Windows XP support has ended at Microsoft. So What?


On Patch Tuesday of this month, Microsoft sent the last batch of patches to Windows XP users. What does this mean?

First, the positive items:

  • XP Activation, needed for re-installing Windows XP, still works. I’ve done it since April 8th, and it is not a problem.
  • Existing patches still download, if they are from AFTER Service Pack 3 for Windows XP.
  • Service Pack 3 is still available for Windows XP.
  • Microsoft’s very basic antivirus, ‘Security Essentials’, will continue to function, with warnings, on Windows XP with Service Pack 3, but is no longer available to download on XP.
  • Many antivirus companies have announced that they will continue to provide protection for Windows XP.
  • Alternate browsers are available for Windows XP, including versions of Mozilla FireFox and Google Chrome.

Next, the negatives:

The security community suspects that new exploits for XP have been found and will be launched as malware, and will unimpeded by patches. (This is partially false; it is a major concern for user running Windows XP systems online, without current security software.)

  • Windows XP can’t run Internet Explorer versions past 8. Version 8 has is also no longer supported or updated. The current version of Internet Explorer is 11. Some web sites won’t load properly, and this will increase as site developers stop testing on IE 8. (Mitigating factor: Chrome and Firefox are available for Windows XP, and are much newer than than IE 8’s 2009 design.)
  • Printer manufacturers are mostly providing generic drivers for Windows XP now, with incomplete feature sets. These drivers work on many printer models, and will work, mostly.

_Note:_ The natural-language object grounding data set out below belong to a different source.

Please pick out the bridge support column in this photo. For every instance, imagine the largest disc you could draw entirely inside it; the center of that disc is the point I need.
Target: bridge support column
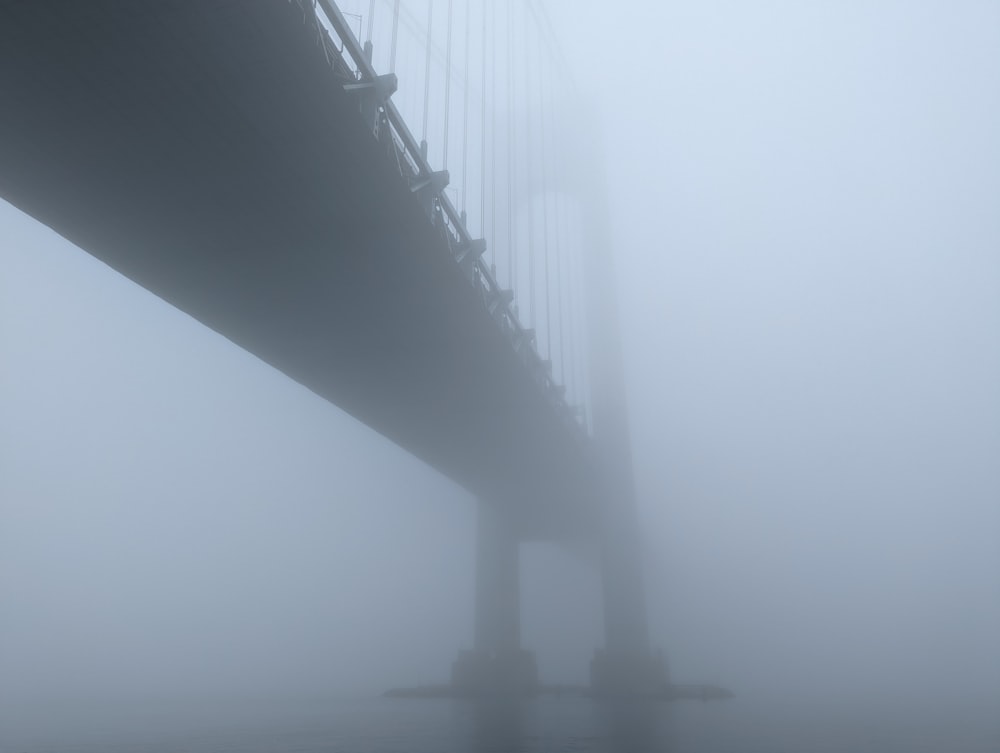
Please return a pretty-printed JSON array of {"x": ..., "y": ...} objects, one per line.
[
  {"x": 626, "y": 665},
  {"x": 497, "y": 664}
]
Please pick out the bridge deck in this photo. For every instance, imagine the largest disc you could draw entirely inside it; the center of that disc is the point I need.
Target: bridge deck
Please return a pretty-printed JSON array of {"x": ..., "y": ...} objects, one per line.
[{"x": 206, "y": 151}]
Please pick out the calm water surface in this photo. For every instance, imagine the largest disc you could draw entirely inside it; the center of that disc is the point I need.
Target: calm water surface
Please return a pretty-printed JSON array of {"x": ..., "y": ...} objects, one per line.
[{"x": 381, "y": 725}]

The driver situation will get worse as time goes on.

Predictions: What I learned when this happened last time, for Windows 2000 Professional, will happen again:

  • All antivirus support for Windows XP will dry up, probably in 3 years.
  • All hardware driver support for Windows XP will go away, probably this year for new products, with old product drivers remaining online but un-updated for a few years.
  • Corporate software, industry-specific enterprise software, and many other big-database products, will end support for Windows XP within 2 years.
  • Major programs will eventually be unable to import data from versions of their products that run in Windows XP. Quicken, for example, can only import from their 2011 product to their 2014 edition.

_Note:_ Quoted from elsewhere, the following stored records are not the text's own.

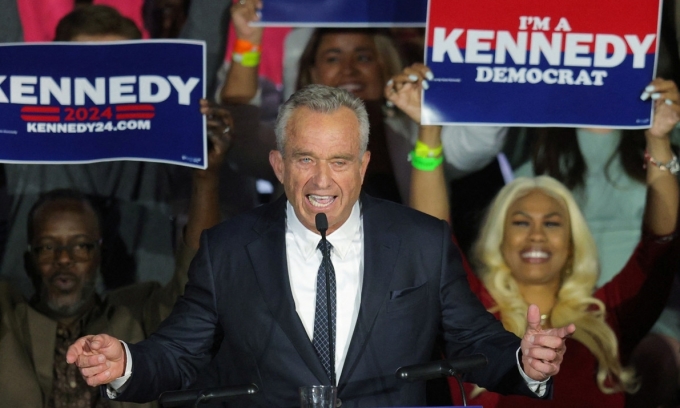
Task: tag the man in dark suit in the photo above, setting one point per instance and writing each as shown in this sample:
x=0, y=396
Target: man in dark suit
x=398, y=279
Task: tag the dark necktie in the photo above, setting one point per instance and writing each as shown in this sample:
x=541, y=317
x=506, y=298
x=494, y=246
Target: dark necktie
x=321, y=327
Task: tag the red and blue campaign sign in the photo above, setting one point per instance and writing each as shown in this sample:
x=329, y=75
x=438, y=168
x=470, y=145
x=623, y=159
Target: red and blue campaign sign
x=343, y=13
x=89, y=102
x=537, y=62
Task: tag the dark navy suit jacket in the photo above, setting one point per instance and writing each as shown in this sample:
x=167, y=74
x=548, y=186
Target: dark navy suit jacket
x=239, y=297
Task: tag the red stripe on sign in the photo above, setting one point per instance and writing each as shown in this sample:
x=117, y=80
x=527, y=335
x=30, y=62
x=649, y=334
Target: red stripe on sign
x=128, y=108
x=40, y=109
x=40, y=118
x=121, y=116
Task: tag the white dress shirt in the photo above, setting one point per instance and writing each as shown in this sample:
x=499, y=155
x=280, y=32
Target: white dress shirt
x=347, y=256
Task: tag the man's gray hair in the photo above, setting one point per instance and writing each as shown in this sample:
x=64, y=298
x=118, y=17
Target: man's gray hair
x=322, y=99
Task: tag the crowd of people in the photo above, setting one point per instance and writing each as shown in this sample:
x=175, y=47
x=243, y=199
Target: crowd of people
x=572, y=247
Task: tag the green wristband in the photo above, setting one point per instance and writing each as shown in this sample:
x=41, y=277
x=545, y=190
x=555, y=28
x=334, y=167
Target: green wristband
x=247, y=59
x=425, y=163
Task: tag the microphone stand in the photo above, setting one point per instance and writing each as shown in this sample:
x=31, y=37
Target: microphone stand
x=443, y=368
x=322, y=225
x=171, y=399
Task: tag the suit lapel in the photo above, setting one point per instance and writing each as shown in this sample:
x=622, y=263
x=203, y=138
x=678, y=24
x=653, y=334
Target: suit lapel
x=380, y=255
x=268, y=257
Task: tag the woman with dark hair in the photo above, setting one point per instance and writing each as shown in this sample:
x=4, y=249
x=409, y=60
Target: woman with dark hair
x=535, y=247
x=361, y=61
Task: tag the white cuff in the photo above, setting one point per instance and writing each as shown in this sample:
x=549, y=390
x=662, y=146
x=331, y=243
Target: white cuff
x=115, y=387
x=538, y=387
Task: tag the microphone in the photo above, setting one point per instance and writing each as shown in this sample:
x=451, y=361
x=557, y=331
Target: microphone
x=441, y=368
x=170, y=399
x=321, y=223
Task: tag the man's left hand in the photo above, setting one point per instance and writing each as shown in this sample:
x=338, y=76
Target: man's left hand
x=543, y=350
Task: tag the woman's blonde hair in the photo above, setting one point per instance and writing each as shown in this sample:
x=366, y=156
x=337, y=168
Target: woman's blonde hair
x=574, y=303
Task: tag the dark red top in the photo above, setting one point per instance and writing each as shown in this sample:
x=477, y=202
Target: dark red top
x=634, y=299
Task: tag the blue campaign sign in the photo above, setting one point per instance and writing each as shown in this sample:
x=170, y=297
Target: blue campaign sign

So, what to do with Windows XP systems?

  • Plan to take all Windows XP systems out of service or offline within 3 years, preferably 2.
  • If the systems date from the era of Windows Vista, when Windows XP was the preferred way to say NO to Windows Vista, then the computer may be dual-core, and powerful enough to run Windows 7 or 8.1. If it’s a notebook with a touchscreen, upgrade to Windows 8.1. (It’s a full wipe, not a true upgrade; contact any local computer shop–we can transfer your data to new Windows or to new hardware.)
  • If it’s a desktop PC with a dual-core processor, it can run Windows 7. Windows 7 is still available to system builders, but have a local tech look inside the system for a proper hardware inspection before spending money on a reinstall/upgrade.
  • Example: I have a Windows XP notebook running in my office, connected to a old but expensive document scanner that has no drivers for Windows 7. It’s offline, and dedicated for batch scanning. It can run forever, or as long as the hardware lasts.

The end of XP support doesn’t mean that desktop Windows is going away. Windows 7 is still available on new computers from any local computer shop. But start planning now to retire all those computers; they’ve given you over 12 years of use–Windows XP is technology that launched back on October 25, 2001. It’s time to say a slow goodbye.